Wednesday, February 20, 2008

Operation: Imputation

im.pute  [im-pyoot]
-verb
1. to attribute or ascribe:  The children imputed magical powers to the old woman.
2. Theology. to attribute (righteousness, guilt, etc.) to a person or persons vicariously; ascribe as derived from another.

Last night, I attended one of a series of lectures on spiritual formation. The speaker, Dr. John Coe, taught about what happened, spiritually speaking, on the cross--imputation.   When Jesus died on the cross, all of the sins of humankind were imputed to Him, making us completely forgiven.  At the same time, Jesus' righteousness was imputed to us, making us completely acceptable to God.

Completely forgiven by God.  Completely accepted by God.  What joy!  

As we journey with God through this life, there will be times when we are called to take a good look at the state of our hearts.  It may be scary because of the darkness and sin that we still struggle with as fallen human beings.  Even so, we can journey there with our Loving God and allow Him to transform us in our deepest parts.  He sees it all anyway, but the reality of His forgiveness and acceptance of us makes Him a trustworthy God with whom we can face our deepest struggles with sin.

Dr. Coe commented that it can be so hard for us to really understand the depth and completeness of God's forgiveness and acceptance because it is rare to experience that kind of love in our human relationships.  He ended the lecture with a challenge to pray Psalm 139:23-24:

Search me , O God, and know my heart;
test me and know my anxious thoughts.
See if there is any offensive way in me,
and lead me in the way everlasting.

I find myself more able to express such a prayer to God in light of His complete forgiveness and acceptance of me.

3 comments:

Sharon said...

Those verses from Psalm have been with me since college, given to me by a friend and they reside on a post-it in the front of my Bible.

thelefflers said...

Your entry today makes me think of the book we're studying in our Sunday School class: The Emotionally Healthy Church. It's fantastic! The book addresses the fact that as christians, we are taught that "negative" emotions (anger, pain, etc.) are sin and consequently we do not learn to deal with them correctly.

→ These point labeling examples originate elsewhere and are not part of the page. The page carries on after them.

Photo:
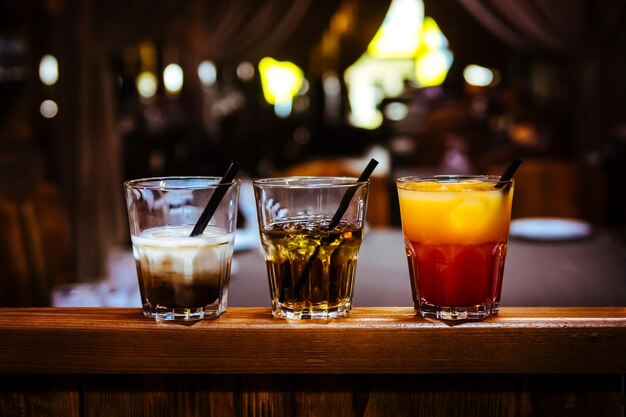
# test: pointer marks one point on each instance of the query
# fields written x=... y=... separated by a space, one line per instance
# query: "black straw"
x=347 y=197
x=341 y=210
x=509 y=172
x=215 y=199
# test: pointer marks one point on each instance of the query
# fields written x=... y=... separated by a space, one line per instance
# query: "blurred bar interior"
x=93 y=93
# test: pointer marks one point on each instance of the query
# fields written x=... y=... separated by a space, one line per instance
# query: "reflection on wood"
x=379 y=362
x=312 y=395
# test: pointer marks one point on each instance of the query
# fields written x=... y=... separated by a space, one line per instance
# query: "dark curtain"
x=587 y=36
x=221 y=30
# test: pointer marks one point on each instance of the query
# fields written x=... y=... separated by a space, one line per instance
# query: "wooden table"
x=380 y=361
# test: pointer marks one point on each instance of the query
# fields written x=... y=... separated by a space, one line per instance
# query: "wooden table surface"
x=372 y=340
x=97 y=362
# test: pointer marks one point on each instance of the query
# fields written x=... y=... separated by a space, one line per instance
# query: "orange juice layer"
x=464 y=213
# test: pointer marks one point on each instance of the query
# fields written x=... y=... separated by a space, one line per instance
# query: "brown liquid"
x=172 y=290
x=290 y=246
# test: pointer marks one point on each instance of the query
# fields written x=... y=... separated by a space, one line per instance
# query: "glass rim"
x=164 y=183
x=308 y=181
x=450 y=178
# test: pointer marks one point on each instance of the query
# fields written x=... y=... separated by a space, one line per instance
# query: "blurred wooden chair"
x=35 y=251
x=547 y=187
x=378 y=212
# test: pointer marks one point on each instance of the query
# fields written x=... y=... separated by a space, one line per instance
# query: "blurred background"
x=94 y=93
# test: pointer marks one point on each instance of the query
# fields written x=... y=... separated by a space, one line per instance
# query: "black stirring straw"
x=215 y=199
x=509 y=172
x=341 y=210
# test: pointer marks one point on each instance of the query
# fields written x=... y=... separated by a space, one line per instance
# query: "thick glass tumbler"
x=311 y=267
x=456 y=232
x=181 y=277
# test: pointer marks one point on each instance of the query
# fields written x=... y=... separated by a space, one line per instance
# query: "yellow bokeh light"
x=281 y=81
x=398 y=36
x=173 y=78
x=146 y=84
x=432 y=67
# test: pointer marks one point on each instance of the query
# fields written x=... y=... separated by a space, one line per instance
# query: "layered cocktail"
x=181 y=277
x=456 y=233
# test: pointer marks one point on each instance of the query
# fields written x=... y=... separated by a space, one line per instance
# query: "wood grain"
x=373 y=340
x=312 y=395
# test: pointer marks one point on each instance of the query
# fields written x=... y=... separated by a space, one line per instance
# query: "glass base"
x=306 y=313
x=160 y=313
x=475 y=312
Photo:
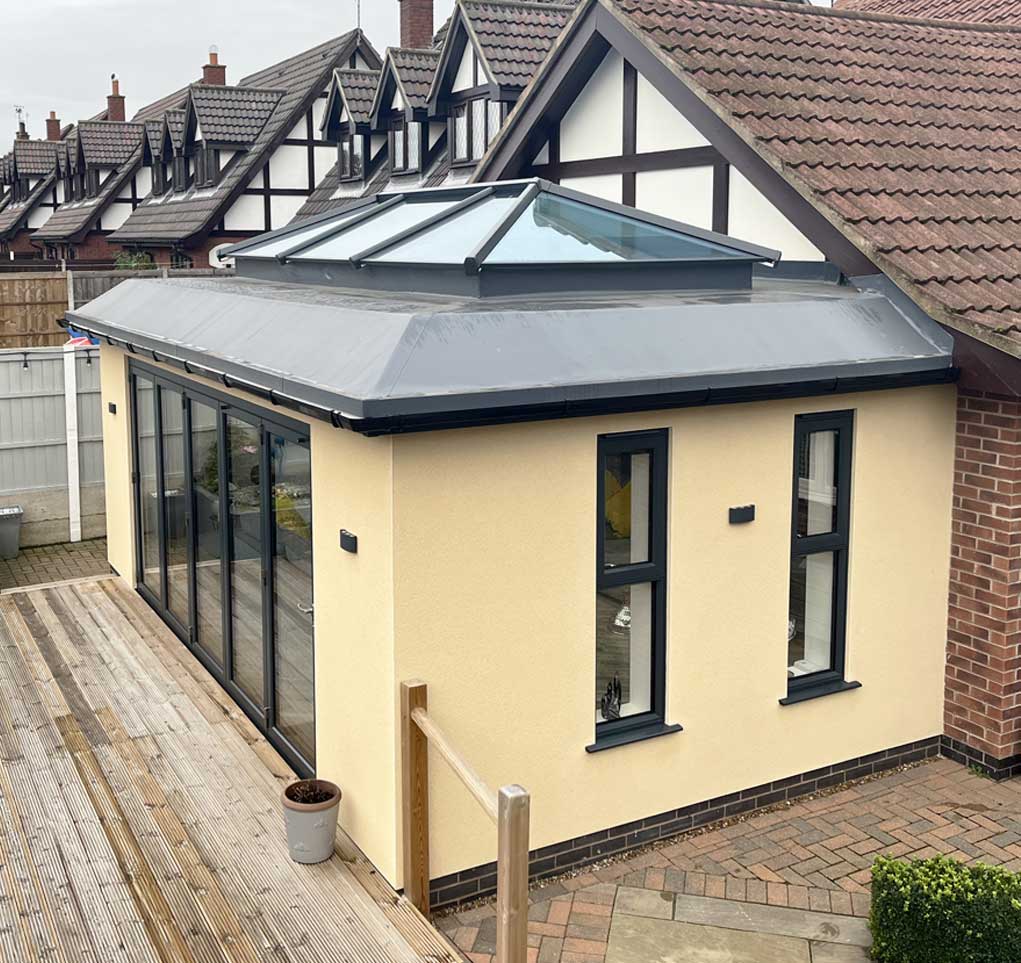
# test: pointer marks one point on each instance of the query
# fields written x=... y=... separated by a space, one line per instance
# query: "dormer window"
x=405 y=145
x=474 y=126
x=351 y=156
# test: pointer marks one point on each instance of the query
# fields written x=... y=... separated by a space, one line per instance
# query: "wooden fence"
x=31 y=302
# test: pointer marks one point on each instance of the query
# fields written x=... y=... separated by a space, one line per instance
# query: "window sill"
x=638 y=734
x=817 y=691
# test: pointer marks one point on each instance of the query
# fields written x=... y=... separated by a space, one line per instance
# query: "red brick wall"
x=983 y=659
x=416 y=22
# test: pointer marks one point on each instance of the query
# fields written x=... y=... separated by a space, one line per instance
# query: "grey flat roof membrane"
x=383 y=364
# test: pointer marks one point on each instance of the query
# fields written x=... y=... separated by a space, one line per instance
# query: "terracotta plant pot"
x=310 y=808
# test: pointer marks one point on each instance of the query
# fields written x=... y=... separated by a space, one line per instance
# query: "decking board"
x=140 y=817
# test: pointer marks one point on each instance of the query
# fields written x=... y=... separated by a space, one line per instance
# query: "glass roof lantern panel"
x=386 y=224
x=555 y=229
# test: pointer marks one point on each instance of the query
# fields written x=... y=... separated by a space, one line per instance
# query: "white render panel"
x=593 y=127
x=754 y=219
x=39 y=217
x=114 y=215
x=606 y=186
x=326 y=157
x=661 y=125
x=465 y=78
x=283 y=210
x=246 y=213
x=684 y=195
x=289 y=166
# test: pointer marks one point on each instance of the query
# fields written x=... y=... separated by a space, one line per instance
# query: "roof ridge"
x=810 y=9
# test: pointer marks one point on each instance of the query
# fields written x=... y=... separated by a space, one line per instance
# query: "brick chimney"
x=115 y=101
x=214 y=74
x=416 y=22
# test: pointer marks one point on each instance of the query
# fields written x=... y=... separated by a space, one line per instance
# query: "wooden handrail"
x=509 y=809
x=472 y=780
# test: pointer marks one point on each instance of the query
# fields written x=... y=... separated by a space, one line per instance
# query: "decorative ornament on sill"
x=610 y=705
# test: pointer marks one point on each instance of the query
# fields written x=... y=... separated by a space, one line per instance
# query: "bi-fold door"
x=224 y=536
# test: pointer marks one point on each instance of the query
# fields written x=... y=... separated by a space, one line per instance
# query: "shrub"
x=941 y=911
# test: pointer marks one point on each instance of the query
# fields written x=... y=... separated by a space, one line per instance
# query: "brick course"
x=982 y=713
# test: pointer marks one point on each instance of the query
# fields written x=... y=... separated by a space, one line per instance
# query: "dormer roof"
x=233 y=115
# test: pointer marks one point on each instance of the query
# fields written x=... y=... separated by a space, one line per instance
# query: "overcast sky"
x=58 y=54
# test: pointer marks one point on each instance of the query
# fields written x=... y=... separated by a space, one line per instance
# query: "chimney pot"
x=114 y=102
x=416 y=22
x=214 y=73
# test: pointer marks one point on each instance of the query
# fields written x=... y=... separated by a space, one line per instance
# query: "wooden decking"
x=139 y=809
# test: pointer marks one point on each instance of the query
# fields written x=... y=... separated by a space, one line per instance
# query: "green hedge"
x=940 y=911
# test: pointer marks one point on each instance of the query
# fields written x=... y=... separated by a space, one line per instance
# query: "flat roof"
x=390 y=363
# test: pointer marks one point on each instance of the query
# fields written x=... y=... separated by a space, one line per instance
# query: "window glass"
x=810 y=626
x=626 y=509
x=460 y=132
x=560 y=229
x=479 y=109
x=817 y=473
x=623 y=652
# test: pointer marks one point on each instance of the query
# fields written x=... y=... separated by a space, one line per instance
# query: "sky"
x=59 y=54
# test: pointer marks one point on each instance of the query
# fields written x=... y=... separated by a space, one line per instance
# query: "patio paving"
x=47 y=564
x=796 y=877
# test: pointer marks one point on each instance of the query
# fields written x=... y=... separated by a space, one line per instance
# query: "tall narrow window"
x=631 y=586
x=820 y=534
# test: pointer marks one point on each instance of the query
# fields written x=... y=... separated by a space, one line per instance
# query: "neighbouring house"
x=232 y=161
x=981 y=11
x=29 y=190
x=644 y=516
x=437 y=106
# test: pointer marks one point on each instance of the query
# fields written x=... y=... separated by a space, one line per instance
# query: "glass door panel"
x=294 y=707
x=145 y=428
x=175 y=503
x=207 y=527
x=245 y=492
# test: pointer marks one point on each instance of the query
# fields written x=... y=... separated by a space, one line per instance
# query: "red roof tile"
x=904 y=133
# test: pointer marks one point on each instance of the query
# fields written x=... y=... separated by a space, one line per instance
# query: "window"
x=820 y=530
x=631 y=587
x=351 y=156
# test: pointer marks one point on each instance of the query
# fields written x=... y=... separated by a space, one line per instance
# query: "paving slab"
x=642 y=940
x=751 y=917
x=651 y=903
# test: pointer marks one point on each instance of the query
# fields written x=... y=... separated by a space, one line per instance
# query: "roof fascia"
x=569 y=66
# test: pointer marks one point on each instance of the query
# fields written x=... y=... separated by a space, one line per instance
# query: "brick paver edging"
x=560 y=858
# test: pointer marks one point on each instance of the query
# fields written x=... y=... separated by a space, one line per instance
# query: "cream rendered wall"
x=593 y=126
x=684 y=195
x=495 y=608
x=754 y=219
x=117 y=462
x=356 y=733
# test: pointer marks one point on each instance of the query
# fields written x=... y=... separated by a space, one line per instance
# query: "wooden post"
x=512 y=875
x=415 y=787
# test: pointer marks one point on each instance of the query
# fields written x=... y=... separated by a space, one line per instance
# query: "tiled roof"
x=109 y=143
x=416 y=69
x=514 y=38
x=904 y=134
x=977 y=11
x=35 y=157
x=359 y=91
x=233 y=114
x=299 y=78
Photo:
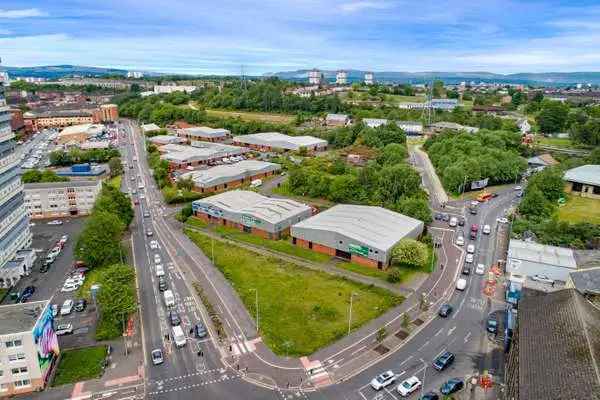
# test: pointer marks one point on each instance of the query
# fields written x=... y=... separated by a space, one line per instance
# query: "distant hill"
x=60 y=71
x=546 y=78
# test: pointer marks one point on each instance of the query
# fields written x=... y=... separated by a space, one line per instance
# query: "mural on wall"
x=46 y=341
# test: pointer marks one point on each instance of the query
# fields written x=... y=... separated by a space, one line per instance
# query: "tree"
x=99 y=243
x=410 y=252
x=115 y=166
x=553 y=116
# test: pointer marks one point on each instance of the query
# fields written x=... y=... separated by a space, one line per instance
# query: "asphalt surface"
x=185 y=374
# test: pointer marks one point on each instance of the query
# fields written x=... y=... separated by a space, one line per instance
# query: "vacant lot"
x=80 y=365
x=300 y=310
x=253 y=116
x=580 y=209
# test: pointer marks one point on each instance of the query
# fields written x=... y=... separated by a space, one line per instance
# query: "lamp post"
x=256 y=292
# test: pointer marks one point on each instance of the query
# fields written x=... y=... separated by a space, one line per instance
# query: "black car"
x=200 y=330
x=445 y=310
x=443 y=361
x=162 y=284
x=174 y=318
x=452 y=386
x=80 y=305
x=492 y=324
x=26 y=294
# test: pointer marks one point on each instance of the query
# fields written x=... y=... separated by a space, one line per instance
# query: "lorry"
x=179 y=336
x=169 y=298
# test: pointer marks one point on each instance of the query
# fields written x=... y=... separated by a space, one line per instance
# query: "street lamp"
x=350 y=311
x=256 y=292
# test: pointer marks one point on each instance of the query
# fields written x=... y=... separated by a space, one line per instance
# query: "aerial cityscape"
x=345 y=199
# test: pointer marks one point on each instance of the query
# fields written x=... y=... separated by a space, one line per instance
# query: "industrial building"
x=28 y=347
x=362 y=234
x=251 y=212
x=583 y=181
x=530 y=259
x=227 y=176
x=204 y=133
x=61 y=199
x=275 y=141
x=199 y=153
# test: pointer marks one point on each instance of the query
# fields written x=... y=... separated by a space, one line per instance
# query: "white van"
x=179 y=336
x=169 y=298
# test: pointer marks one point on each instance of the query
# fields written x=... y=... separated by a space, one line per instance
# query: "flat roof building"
x=228 y=176
x=362 y=234
x=204 y=133
x=251 y=212
x=28 y=347
x=583 y=181
x=275 y=141
x=199 y=153
x=61 y=199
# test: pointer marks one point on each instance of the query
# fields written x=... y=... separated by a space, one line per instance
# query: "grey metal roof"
x=587 y=280
x=273 y=210
x=541 y=253
x=20 y=317
x=374 y=226
x=588 y=174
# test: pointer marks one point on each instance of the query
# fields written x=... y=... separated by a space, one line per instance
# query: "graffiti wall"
x=45 y=341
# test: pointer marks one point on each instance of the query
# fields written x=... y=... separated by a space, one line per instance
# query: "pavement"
x=241 y=366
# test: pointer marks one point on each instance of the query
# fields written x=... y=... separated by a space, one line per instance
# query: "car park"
x=443 y=361
x=200 y=330
x=480 y=269
x=80 y=305
x=64 y=329
x=409 y=386
x=383 y=380
x=157 y=357
x=66 y=307
x=452 y=386
x=445 y=310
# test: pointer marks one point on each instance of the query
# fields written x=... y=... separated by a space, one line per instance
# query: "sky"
x=219 y=37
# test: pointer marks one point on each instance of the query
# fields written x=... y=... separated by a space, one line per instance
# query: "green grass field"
x=253 y=116
x=300 y=310
x=79 y=365
x=580 y=209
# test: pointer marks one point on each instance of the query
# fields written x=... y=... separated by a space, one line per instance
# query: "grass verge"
x=79 y=365
x=580 y=209
x=300 y=310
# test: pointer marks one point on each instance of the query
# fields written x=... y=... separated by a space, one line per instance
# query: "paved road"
x=185 y=375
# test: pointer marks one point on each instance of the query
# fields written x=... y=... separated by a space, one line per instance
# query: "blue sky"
x=185 y=36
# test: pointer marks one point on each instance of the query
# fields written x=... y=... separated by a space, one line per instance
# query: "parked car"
x=80 y=305
x=200 y=330
x=66 y=307
x=452 y=386
x=443 y=361
x=157 y=357
x=408 y=386
x=383 y=380
x=445 y=310
x=174 y=318
x=64 y=329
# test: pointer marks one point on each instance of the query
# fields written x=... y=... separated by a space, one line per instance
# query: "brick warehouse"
x=362 y=234
x=228 y=176
x=251 y=212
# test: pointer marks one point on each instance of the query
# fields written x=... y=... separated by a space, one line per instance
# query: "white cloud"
x=355 y=6
x=22 y=13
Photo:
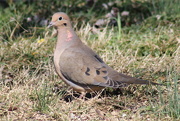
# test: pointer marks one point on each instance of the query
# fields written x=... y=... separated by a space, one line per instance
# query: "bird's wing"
x=85 y=68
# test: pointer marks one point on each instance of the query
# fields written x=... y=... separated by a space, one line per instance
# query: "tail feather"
x=131 y=80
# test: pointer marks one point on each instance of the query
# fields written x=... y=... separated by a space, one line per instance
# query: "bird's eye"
x=60 y=18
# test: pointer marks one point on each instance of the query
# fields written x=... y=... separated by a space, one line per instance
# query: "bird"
x=79 y=66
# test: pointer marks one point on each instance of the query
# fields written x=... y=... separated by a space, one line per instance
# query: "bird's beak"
x=50 y=24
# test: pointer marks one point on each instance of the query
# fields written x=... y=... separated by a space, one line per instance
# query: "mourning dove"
x=79 y=66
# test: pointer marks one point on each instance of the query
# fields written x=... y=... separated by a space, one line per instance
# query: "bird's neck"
x=66 y=37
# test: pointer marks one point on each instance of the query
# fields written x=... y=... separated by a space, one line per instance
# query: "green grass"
x=30 y=89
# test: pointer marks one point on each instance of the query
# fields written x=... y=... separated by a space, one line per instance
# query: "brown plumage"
x=79 y=66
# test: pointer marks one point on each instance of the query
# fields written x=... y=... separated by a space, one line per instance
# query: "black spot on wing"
x=87 y=71
x=99 y=59
x=97 y=72
x=105 y=77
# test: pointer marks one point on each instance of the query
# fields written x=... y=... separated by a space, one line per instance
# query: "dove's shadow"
x=104 y=93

The book invites the reader to take a long, difficult (difficult, to say the least) look at the 90% of the iceberg that is below the surface. Painful as it may be, it teaches that with Christ's grace, we can fully accept who we are in Christ...past experiences, current circumstances, sin and all. It's beautiful. Painful, but beautiful in the end result.
Kerith

Starshine said...

Kerith,

My hubs just finished reading The Emotionally Healthy Church and he loved it!